In an interview on BBC Newsnight programme on Monday evening, the 43 years old Frenchman urged social media companies to take decisive actions to stop the growing problem.
He also explained why he took the decision to leave social media.
“It was time to make a stand. Things I used to hear in the stadiums and the streets are coming more and more into social media, especially in my community, and the sport I love the most, football.
“I thought it was time to make a stand and time to make people realize it is not OK to get abused online, it’s not OK to be bullied or harassed online. The impact it can have on your mental health is second to none, we know people are committing suicides because of it. Enough is enough. We need actions. It is too easy to get an account and get away with it at times.”
Several players have been bullied online in recent weeks. They include Marcus Rashford, Wilfred Zaha, Anthony Martial, Fred, WIllian and Anthony Rudiger, while many others in lower leagues also experience the horror.
Twitter has committed to “developing solutions” and Instagram promised “tougher actions” despite already acting on 6.6 million pieces of hate speech between October and December last year.

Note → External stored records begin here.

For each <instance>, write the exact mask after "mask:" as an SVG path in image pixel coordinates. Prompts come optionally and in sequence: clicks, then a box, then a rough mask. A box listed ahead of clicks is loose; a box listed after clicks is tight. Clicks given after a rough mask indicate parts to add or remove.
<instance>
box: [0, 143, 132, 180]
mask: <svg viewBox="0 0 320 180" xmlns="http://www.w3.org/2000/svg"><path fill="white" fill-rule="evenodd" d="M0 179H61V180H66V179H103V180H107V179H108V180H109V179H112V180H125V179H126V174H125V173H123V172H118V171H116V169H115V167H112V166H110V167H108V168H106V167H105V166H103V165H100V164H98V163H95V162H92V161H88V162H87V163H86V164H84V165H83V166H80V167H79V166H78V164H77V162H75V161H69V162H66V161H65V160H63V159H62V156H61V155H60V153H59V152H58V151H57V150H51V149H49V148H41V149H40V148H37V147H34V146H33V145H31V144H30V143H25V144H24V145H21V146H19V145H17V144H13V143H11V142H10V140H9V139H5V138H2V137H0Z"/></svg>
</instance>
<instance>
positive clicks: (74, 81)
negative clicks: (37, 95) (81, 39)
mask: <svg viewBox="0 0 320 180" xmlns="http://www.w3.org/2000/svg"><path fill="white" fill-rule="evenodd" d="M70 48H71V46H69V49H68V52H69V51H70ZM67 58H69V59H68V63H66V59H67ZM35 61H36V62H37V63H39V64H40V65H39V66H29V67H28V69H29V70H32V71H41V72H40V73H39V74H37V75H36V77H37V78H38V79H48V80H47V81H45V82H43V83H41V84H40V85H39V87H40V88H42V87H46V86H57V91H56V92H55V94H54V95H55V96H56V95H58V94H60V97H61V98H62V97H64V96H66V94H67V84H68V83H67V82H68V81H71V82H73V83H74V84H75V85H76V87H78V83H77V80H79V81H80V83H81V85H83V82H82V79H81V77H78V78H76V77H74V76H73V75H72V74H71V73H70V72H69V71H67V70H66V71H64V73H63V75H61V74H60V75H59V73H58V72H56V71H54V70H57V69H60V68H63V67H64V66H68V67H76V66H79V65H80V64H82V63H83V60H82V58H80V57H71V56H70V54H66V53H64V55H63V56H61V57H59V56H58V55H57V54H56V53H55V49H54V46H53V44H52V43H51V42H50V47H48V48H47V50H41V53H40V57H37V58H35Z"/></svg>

Henry, however, added that social media companies should be more accountable due to importance of their platforms.
“It is not a safe place, Wilfried Zaha says when he goes on social media he is scared to look at the comments, it should not be like that. It should not be like you feel you should not do something.
“I think everybody should be concerned about what’s happening. All I’m saying is, ‘can it be a safe place?’ At the end of the day it is a great tool and is vital and a great way to connect with your fans, or to put out a statement to rectify something.
“But it is too easy for the people who are trying to harm people to get away with it and hide behind fake accounts. For me it is about accountability.”